Folha de S. Paulo


EDITORIAL

Acima dos partidos

Depois do tom acerbo na campanha eleitoral, ao qual se seguiram demonstrações de intransigência e petulância mesmo quando a crise política e econômica se mostrava irrefreável, entende-se que uma aproximação sugerida por petistas seja recebida com vasta desconfiança por seus opositores.

O que haveria por trás do sinal reservado emitido pelo ex-presidente Luiz Inácio Lula da Silva (PT)? Mera tentativa desesperada de evitar um impeachment de sua sucessora, Dilma Rousseff (PT)? Reedição da estratégia que garantiu sua sobrevivência após ter vindo à tona o escândalo do mensalão, em 2005?

Destinatário da mensagem conciliatória, o ex-presidente Fernando Henrique Cardoso (PSDB) respondeu com sobriedade. Está "disposto a contribuir democraticamente" para a discussão de temas como reforma política, desde que exista "uma agenda clara e de conhecimento público".

Se, num primeiro momento, Lula procurou negar o gesto que reportagem desta Folha revelava, ministros do governo Dilma utilizaram o lance seguinte para endossar o diálogo.

Manifestações de Jaques Wagner (Defesa), Edinho Silva (Secretaria de Comunicação Social) e Pepe Vargas (Direitos Humanos) deram a entender que o próprio Planalto estimula o movimento. Já Paulo Okamotto, presidente do Instituto Lula, se declarou a favor de conversar "com quem faz política".

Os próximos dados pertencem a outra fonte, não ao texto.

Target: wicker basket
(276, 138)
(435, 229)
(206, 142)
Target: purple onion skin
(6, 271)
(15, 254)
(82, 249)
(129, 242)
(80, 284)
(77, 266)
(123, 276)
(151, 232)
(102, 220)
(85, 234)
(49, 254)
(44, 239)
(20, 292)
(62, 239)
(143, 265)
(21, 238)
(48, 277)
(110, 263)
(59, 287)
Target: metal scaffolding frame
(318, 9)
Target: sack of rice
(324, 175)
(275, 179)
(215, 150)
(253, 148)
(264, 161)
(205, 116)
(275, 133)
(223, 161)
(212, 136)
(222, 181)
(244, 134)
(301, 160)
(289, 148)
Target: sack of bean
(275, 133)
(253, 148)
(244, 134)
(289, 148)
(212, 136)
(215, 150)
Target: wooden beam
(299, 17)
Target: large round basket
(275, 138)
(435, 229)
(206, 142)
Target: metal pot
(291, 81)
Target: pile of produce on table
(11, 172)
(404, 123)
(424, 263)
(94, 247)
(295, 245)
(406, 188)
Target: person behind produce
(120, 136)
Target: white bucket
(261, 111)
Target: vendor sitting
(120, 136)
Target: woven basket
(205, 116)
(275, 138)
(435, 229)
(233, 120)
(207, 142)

Nada impede, naturalmente, que a iniciativa se mostre inócua. Talvez tenha ocorrido demasiado tarde. Talvez se confunda com articulação calculada para dividir as hostes oposicionistas –se é que não se trata precisamente disso. Talvez os próceres do PSDB prefiram não se avizinhar de pessoas cujo destino na Operação Lava Jato passa longe de ser conhecido.

Mesmo que as barreiras do descrédito sejam superadas, é grande a distância até negociações efetivas sobre uma concertação capaz de tirar o Brasil do lodaçal em que se acha atolado. Distância que, para ser coberta, pode necessitar que a deterioração da autoridade presidencial se agrave ainda mais do que se viu até este ponto.

De todo modo, decerto existem no país bolsões com potencial para exercer uma desejável influência moderadora. No setor privado, ou ao menos nas fatias que não se encontram envolvidas em escândalos de corrupção, há espaço para a emergência de líderes empresariais com inclinação mais republicana.

Na frente política, como eventual solução intermediária, os governadores têm condições de devolver racionalidade ao Congresso. Embora não tenham controle absoluto sobre as bancadas estaduais, representam uma das poucas forças aptas a, quem sabe, romper o nó que estrangula as relações entre Planalto e Parlamento.

Fato é que a crise que paralisa o país e a completa incapacidade do governo Dilma de lidar com ela começam a tornar impositivo algum tipo de consenso, um pensamento que paire acima das diferenças partidárias e ponha em primeiro plano os interesses nacionais.